Bombardımandan sonra tabyada çalışır durumda tek bir top kalmış, ancak bu topun da mermiyi kaldıran kısmı (kaldıraç) bozulmuştu. Seyit Ali arkadaşı Niğdeli Ali’nin yardımıyla, sırtına 215 kilo ağırlığında top mermisini yüklemiş, iki metre yükseklikte bulunan topun merdivenlerinden çıkarmış ve mermiyi namluya sürerek karşıdaki gemiye ateş etmeye başlamıştı. Üçüncü atışında İngilizler’ in en büyük savaş gemilerinden birini (HMS Ocean) arka pervaneden vurmuştu. Atılan top geminin yan yatmasına ve kontrol edilemez bir duruma gelmesine neden olmuş; İngiliz gemisi daha önce Nusret Mayın Gemisi tarafından döşenen mayınlardan birine çarpmış ve bugün Çanakkale Şehitler Anıtı’nın bulunduğu alanın karşısında sulara gömülmüştü. Bu olaydan sonra İtilaf Devletleri donanması Çanakkale’ den ayrılmış, Seyit Ali’ye ise kahramanlığından ötürü “onbaşılık” unvanı verilmişti.

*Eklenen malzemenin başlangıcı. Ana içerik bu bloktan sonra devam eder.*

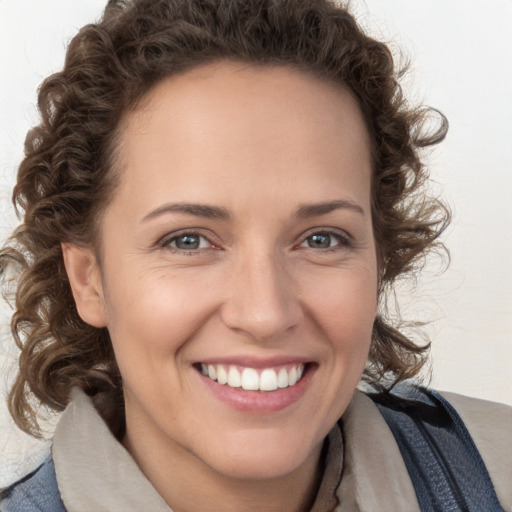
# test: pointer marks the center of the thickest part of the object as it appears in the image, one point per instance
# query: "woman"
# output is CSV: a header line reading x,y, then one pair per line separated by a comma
x,y
217,200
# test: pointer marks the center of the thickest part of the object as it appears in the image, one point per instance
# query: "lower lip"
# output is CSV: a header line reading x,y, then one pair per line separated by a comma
x,y
259,401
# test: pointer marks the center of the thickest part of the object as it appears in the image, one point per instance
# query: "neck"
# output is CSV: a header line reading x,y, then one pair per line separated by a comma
x,y
188,485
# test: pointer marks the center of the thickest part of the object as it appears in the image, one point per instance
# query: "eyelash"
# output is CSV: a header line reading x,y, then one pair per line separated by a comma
x,y
166,242
343,241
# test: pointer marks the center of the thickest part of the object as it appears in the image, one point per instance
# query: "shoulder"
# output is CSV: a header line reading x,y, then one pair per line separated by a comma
x,y
490,427
472,439
37,492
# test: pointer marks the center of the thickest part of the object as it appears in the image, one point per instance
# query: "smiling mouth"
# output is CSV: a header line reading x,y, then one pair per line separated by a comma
x,y
252,379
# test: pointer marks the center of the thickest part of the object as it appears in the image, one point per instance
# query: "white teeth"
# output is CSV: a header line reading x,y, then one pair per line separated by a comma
x,y
268,380
234,379
282,378
292,376
212,373
222,375
249,379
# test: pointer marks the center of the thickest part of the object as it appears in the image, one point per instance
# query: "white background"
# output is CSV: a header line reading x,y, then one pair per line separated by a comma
x,y
461,52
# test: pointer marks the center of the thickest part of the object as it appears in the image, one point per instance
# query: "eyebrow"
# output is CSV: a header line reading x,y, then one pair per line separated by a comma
x,y
195,209
215,212
316,209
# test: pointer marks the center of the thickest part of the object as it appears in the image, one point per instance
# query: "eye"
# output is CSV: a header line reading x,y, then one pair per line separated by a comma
x,y
324,240
188,241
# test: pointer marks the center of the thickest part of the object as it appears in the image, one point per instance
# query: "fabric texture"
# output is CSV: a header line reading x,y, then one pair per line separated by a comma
x,y
445,466
364,469
37,492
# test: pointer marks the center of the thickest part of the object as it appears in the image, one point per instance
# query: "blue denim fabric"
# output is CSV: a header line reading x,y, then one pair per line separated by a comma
x,y
443,462
37,492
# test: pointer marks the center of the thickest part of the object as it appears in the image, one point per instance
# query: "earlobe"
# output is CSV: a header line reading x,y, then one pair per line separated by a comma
x,y
85,280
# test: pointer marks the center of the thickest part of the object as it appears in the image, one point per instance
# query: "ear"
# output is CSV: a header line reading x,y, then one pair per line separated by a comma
x,y
85,279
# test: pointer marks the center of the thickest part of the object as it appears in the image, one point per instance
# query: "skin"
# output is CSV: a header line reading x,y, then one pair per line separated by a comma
x,y
259,143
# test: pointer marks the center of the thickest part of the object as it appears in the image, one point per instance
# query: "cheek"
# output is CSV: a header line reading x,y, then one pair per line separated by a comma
x,y
344,309
155,313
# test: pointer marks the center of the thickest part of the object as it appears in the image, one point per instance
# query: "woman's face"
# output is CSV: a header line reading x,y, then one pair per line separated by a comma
x,y
239,244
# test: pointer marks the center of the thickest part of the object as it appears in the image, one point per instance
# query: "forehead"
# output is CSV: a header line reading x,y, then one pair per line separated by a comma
x,y
229,128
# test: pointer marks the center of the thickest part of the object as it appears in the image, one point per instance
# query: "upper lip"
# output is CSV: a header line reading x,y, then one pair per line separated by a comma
x,y
256,362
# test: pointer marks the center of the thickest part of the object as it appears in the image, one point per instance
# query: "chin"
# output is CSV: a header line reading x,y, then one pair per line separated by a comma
x,y
262,459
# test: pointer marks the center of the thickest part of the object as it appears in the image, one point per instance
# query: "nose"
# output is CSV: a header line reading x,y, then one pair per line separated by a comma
x,y
262,299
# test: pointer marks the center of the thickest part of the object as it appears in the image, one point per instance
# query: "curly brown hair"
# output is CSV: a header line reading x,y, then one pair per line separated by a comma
x,y
69,172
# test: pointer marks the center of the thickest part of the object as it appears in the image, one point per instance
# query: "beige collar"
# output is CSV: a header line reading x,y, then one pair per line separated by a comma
x,y
95,472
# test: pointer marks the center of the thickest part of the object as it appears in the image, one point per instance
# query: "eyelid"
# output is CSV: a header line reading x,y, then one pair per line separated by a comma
x,y
345,239
165,241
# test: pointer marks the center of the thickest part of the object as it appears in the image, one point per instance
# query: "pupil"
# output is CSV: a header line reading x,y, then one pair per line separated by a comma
x,y
320,241
187,242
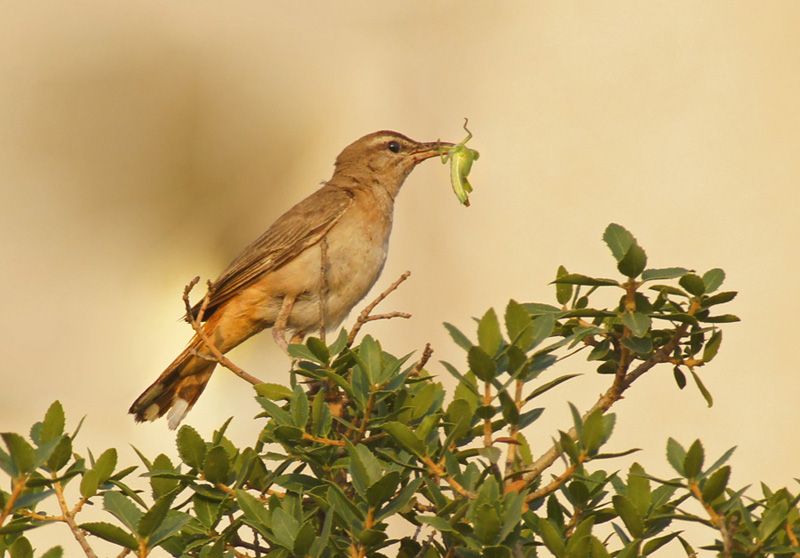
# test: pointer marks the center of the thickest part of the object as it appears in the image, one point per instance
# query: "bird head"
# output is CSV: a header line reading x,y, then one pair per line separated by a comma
x,y
388,157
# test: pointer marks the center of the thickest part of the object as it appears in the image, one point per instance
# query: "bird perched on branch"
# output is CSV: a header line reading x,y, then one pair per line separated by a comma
x,y
334,240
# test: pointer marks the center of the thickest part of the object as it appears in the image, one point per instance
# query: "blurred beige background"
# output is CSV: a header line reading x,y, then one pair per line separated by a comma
x,y
144,143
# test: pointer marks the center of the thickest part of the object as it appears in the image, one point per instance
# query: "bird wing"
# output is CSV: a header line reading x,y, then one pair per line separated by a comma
x,y
299,228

Seyit Onbaşı’ya 275 kilogramlık mermiyi kucaklama gücü veren hiç kuşkusuz vatan, millet ve bayrak sevgisiydi. 1994 yılında Gelibolu’ya on kilometre uzaklıktaki Güneyli Köyü sahillerinden birinde küçük bir yazlık ev edindiğimizde, eşim beni ilk önce Çanakkale Şehitliği’ne götürdü. Orada dolaşırken sanki ben de o günleri yaşamış gibi hissettim kendimi. Şair Necmettin Onan’ in hepimizin bildiği,
“Dur yolcu! Bilmeden gelip bastığın
Bu toprak, bir devrin battığı yerdir.
Eğil de kulak ver, bu sessiz yığın
Bir vatan kalbinin attığı yerdir.”
dizeleri ile başlayan şiirini hangi duygularla yazdığını çok daha iyi anladım.

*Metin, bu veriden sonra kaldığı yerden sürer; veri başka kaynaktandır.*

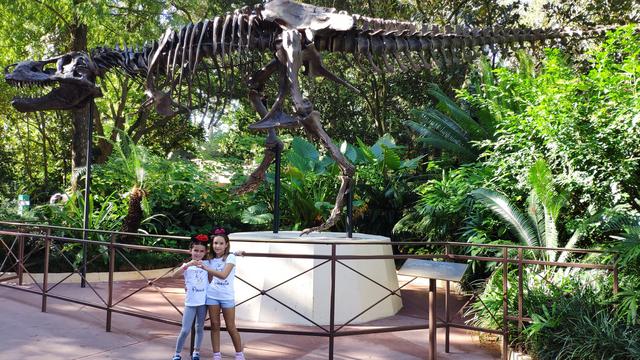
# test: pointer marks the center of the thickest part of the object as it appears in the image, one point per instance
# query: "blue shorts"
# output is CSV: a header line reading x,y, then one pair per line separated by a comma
x,y
225,304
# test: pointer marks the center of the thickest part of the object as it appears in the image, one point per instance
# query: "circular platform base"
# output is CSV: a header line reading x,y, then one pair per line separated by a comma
x,y
298,289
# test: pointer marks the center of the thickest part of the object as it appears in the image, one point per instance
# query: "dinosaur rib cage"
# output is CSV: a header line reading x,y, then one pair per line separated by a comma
x,y
220,46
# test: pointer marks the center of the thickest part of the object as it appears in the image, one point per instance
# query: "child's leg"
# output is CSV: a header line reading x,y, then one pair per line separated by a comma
x,y
201,314
187,320
230,323
214,316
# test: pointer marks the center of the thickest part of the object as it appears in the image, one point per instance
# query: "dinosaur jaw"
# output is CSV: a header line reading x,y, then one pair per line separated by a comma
x,y
72,83
64,97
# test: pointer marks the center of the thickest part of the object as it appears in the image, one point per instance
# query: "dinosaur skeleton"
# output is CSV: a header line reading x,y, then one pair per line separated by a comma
x,y
199,62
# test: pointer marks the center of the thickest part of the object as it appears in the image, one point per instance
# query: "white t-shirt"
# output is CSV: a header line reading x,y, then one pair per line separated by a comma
x,y
222,289
195,282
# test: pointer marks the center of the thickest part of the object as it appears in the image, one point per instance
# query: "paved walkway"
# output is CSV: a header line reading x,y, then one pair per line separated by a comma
x,y
72,331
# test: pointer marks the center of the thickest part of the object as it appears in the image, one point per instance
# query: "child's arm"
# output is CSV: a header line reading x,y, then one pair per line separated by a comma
x,y
182,268
219,274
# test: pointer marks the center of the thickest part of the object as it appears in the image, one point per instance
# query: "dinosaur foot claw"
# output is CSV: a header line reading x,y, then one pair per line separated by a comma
x,y
276,120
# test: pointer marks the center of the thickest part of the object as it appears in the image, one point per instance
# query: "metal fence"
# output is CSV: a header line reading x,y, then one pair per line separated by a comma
x,y
27,248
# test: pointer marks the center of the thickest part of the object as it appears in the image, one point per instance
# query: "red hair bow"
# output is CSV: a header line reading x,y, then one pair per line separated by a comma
x,y
201,237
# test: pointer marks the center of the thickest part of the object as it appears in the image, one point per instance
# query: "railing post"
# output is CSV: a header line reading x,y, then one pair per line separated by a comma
x,y
447,289
276,193
87,194
615,275
350,211
520,291
112,266
332,305
20,270
45,273
505,306
433,324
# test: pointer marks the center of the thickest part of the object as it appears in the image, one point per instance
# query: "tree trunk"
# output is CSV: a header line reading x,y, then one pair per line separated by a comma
x,y
79,117
132,221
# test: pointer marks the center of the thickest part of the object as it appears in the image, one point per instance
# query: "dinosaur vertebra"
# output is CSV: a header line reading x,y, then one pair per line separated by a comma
x,y
296,34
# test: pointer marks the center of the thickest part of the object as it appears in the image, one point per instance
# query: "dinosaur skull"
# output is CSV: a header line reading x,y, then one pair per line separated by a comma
x,y
73,73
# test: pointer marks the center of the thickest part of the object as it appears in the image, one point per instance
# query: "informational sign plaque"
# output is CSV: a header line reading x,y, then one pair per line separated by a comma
x,y
438,270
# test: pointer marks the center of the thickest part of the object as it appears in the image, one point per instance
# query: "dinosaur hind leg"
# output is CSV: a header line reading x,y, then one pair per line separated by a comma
x,y
313,126
272,145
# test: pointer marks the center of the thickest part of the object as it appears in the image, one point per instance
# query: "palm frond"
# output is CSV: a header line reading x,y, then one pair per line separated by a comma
x,y
500,205
459,115
441,123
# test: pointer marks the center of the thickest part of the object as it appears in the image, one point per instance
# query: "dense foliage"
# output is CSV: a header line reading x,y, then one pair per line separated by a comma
x,y
540,148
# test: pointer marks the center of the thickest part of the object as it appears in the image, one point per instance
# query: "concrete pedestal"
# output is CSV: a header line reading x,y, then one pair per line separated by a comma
x,y
309,292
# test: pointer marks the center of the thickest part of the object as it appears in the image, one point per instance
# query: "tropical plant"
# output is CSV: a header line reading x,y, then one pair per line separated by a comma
x,y
449,127
538,227
628,252
580,325
308,184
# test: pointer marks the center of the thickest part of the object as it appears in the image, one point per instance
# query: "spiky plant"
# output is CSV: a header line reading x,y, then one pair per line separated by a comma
x,y
133,159
538,226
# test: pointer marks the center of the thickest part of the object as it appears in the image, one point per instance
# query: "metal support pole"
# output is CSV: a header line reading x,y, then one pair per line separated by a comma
x,y
615,275
20,270
350,211
112,267
87,188
505,306
45,274
433,335
332,302
520,292
447,328
276,195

Bu yazıyı, aslında, 18 Mart’ ta kaleme almayı planlamıştım. Ancak biraz rahatsızlandım ve bir-iki gün çalışamadım. Ama, günü geçmiş de olsa, Türk tarihinde “destan” olarak nitelenen Çanakkale Zaferi’ nin 106’ncı yılını kutlamadan geçmek de istemedim.
Bu vesile ile, başta Gazi Mustafa Kemal Atatürk olmak üzere, bu güzel vatanı bizlere kazandırmak için savaşan tüm ecdadımıza yürekten teşekkür ediyor ve rahmet diliyorum.